Clio Health First Deadline

It's Time to Rethink the Role of Producers

Let's optimize a role that's often misunderstood

In the realm of executing creative ideas, producers are, more often than not, being leveraged in sub-optimal ways. As someone who came up in the industry as a producer, I’ve worked on hundreds of projects globally that all had one thing in common: everyone involved had a different idea of what the producer’s role should be. Within agencies and in-house at brands, the definition of a producer is always changing, depending on what a given project needs. Need someone to manage a project with an eye toward strategy, efficiency and budget? Find a producer. Need someone to “clean up” a messy situation gone awry? Call the producer. None of that is necessarily wrong, but it’s a very narrow view of a producer’s true value. Ask any producer on your team what their biggest pain point is, and it’s usually that their skill set and responsibilities are misunderstood and thus, misused.

This lack of a universal definition or standard for a producer role is problematic. The advertising industry continues to relegate producers to the tail-end of projects after an idea is already sold, or worse, brings them in to put out fires. Beyond the inefficiencies and frustration caused in the near term, in the big picture it leaves a lot of untapped potential for ideas to grow.

It’s time to break the cycle. I’d like to see our industry rethink what it means to be a producer and how to work with them—because when leveraged the right way, a great producer can take any idea and provide a fertile environment to make pretty amazing things happen.

Producers create an environment where people want to work together.

The truest definition of “to produce” is “to bring forth,” which has origins from farming. Farming is all about setting up the circumstances for plants to take root and grow. You can’t force plants to grow, but you can put them in the right spot in the right surroundings, and with just the right mix of land, care, tools and people, great things blossom.

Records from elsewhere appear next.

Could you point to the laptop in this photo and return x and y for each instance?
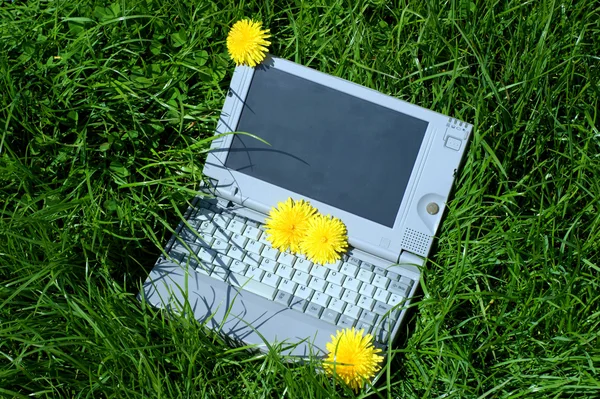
(383, 166)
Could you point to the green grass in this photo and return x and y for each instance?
(105, 108)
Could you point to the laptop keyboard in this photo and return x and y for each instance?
(349, 293)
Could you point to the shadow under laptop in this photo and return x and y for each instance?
(226, 312)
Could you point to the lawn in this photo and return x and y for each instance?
(106, 110)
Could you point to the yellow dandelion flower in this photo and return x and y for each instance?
(352, 357)
(287, 224)
(325, 239)
(247, 42)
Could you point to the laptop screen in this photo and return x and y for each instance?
(339, 149)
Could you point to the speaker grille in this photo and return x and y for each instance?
(416, 242)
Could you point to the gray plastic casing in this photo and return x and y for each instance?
(430, 182)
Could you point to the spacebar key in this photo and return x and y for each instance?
(251, 285)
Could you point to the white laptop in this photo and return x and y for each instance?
(383, 166)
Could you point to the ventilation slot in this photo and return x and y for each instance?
(416, 242)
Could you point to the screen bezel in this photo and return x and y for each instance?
(363, 234)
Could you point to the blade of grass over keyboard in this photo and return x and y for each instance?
(106, 109)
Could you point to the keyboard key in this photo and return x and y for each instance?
(336, 266)
(203, 215)
(366, 302)
(337, 304)
(253, 223)
(254, 272)
(284, 271)
(263, 238)
(187, 234)
(368, 317)
(301, 277)
(381, 295)
(346, 322)
(321, 299)
(220, 273)
(222, 220)
(381, 282)
(240, 219)
(253, 286)
(349, 269)
(271, 279)
(367, 266)
(399, 289)
(298, 304)
(252, 259)
(204, 242)
(303, 292)
(395, 299)
(361, 325)
(381, 308)
(287, 286)
(286, 258)
(270, 253)
(303, 265)
(352, 284)
(252, 233)
(352, 311)
(238, 267)
(179, 251)
(406, 281)
(393, 276)
(207, 228)
(283, 298)
(350, 297)
(206, 254)
(236, 227)
(314, 310)
(239, 240)
(222, 261)
(367, 290)
(205, 269)
(365, 275)
(220, 234)
(354, 261)
(236, 253)
(330, 316)
(254, 246)
(317, 284)
(334, 290)
(268, 265)
(220, 246)
(319, 271)
(335, 277)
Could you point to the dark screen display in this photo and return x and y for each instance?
(336, 148)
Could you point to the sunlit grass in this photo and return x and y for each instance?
(105, 108)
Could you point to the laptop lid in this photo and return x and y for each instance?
(383, 166)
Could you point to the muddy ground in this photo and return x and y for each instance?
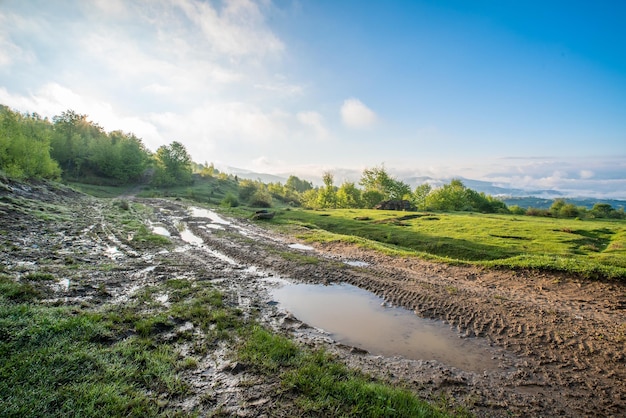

When leading a project, a producer looks at how they can motivate people to collaborate, share what they know, and make things happen as a team. Collaboration is a fundamental human skill; it’s not as learned as we think it is. Watch a bunch of kids playing and building a sandcastle and you’ll see them naturally work together in this way. Somewhere along the way as we get older, we lose touch with these skills. The best producers know how to create the circumstances for creativity and collaboration. More collaboration leads to more contribution and a better process, and a better process leads to more people working together to make things.

Producers know how to navigate a hyper-specialized industry.

Our workforce has been shifting toward hyper-specialization since the beginning of the Industrial Revolution. In school, students are pushed to select increasingly specific areas of study, followed by career paths. So, what happens when you gather multiple divergent specialists to work together on one problem? That’s a new skill that’s needed. Producers are uniquely skilled at tackling “team sport” ideas. Much like a coach who recruits and leads a team, they know how to put people in the right roles and provide a game plan. If our society shifted its mindset from skill-first to the producer mindset of idea-first or team-first, we’d see more team-based approaches and very fertile ground for ideas to emerge.

Producers hold an incredible position of trust.

In a world of a lot of talk and little action, producers are people who will actually do what they say. Great producers make you feel the way you do when you see a doctor. You entrust your life to them, and they may not always tell you what you want to hear but they’ll always tell you what you need to know. My hope is that one day, when you have an idea that needs a team of specialists to bring it to life, you will call a producer—just like you’d call a doctor when you have a health concern or a lawyer when you have a legal problem.

Under the stewardship of a producer, more people from disparate disciplines can collaborate around one common interest. Imagine what could be accomplished in fields in which trust and collaboration are sorely needed, like government, infrastructure, or healthcare. I’m looking forward to a time when kids grow up wanting to be producers because they want to realize the next great idea that will change the world.